First Community Bank chief executive Fazal Saib (centre).PHOTO | FILE

Sharia-compliant lender First Community Bank (FCB) has laid off a third of its workforce as effects of the recent capping of interest rates continue to manifest and shake the banking industry.

The lender, which has just over 300 employees, has issued 106 of them with redundancy letters, which explained that they would receive their terminal dues on Monday.

The letters, dated November 30 and signed by the bank’s chief executive Fazal Saib, indicate that the affected employees would receive their salaries to December 4 and receive one month pay.

Mr Saib added that the affected staff will receive severance pay computed at the rate of two weeks’ pay for every year worked as well as compensation of any accrued or unutilised leave days.

FCB had early last month indicated that it would lay off an unspecified number of people as part of cost-cutting measures.

The lender’s move to cut its staff count by a third is a pointer to how far banks are willing to go in order to cushion their bottom lines which have come under strain with reduced interest margins.

“A computation schedule of your terminal dues, including the deductions made thereof, and your certificate of service will be available for collection from your branch/head office after December 15,” one of the letters, which the Business Daily has seen, states.

“Note that your final dues will be payable after deduction of taxes, other statutory deductions and outstanding bank loans. The payment shall be effected via bank transfer by close of business on December 5.”

The lender’s staff costs stood at Sh241.4 million as at June 2016 which rose to Sh365.2 million at the end of September, prompting action by the bank’s management.

The bank, which received a regulatory approval in May 2007 to start Sharia-compliant banking, last week reported a 16.2 per cent jump in quarter-three net profit to Sh74.4 million.

FCB is one of four banks that recently announced staff cuts as a reaction to the biting interest regulations on loans and deposits.

READ: Anxiety for Kenya bank workers as 1,000 lose jobs in three months

Sidian Bank has completed the laying off of about 108 employees, an action which has cost the company slightly more than the Sh70 million originally planned.

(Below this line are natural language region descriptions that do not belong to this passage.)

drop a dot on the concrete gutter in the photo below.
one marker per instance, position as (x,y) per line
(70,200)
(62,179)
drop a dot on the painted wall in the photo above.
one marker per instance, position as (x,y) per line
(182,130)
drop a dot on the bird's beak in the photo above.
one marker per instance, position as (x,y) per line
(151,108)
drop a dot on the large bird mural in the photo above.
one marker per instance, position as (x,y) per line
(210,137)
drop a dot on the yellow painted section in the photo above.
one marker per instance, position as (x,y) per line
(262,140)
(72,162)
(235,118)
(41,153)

Family Bank has also announced plans to lay off an unspecified number of staff.

Ecobank will also retrench an undisclosed number of employees following the recent decision to close nine of its 29 branches in Kenya, cutting its outlets by a third.

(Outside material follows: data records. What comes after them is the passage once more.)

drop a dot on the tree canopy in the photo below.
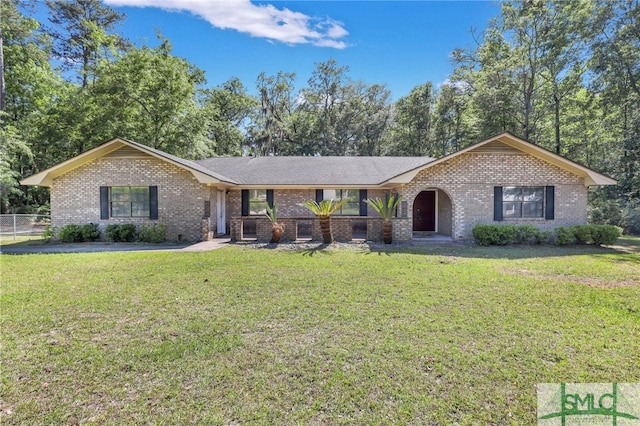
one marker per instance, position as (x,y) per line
(563,75)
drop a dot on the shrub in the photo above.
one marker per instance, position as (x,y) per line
(605,234)
(631,218)
(71,233)
(528,234)
(582,233)
(494,234)
(90,232)
(121,233)
(563,235)
(544,237)
(153,233)
(49,233)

Standard Chartered, Kenya’s fourth largest bank by assets, is expected to render 300 employees redundant following a decision to outsource non-core functions to India.

Equity Bank also let go of 400 employees in the nine months to September which the tier one lender explained as “natural attrition” and not sackings.

This new season of job losses comes after lenders such as Co-operative Bank, National Bank, KCB, and Barclays shed more than 1,000 jobs in five years under “restructuring’’ programmes.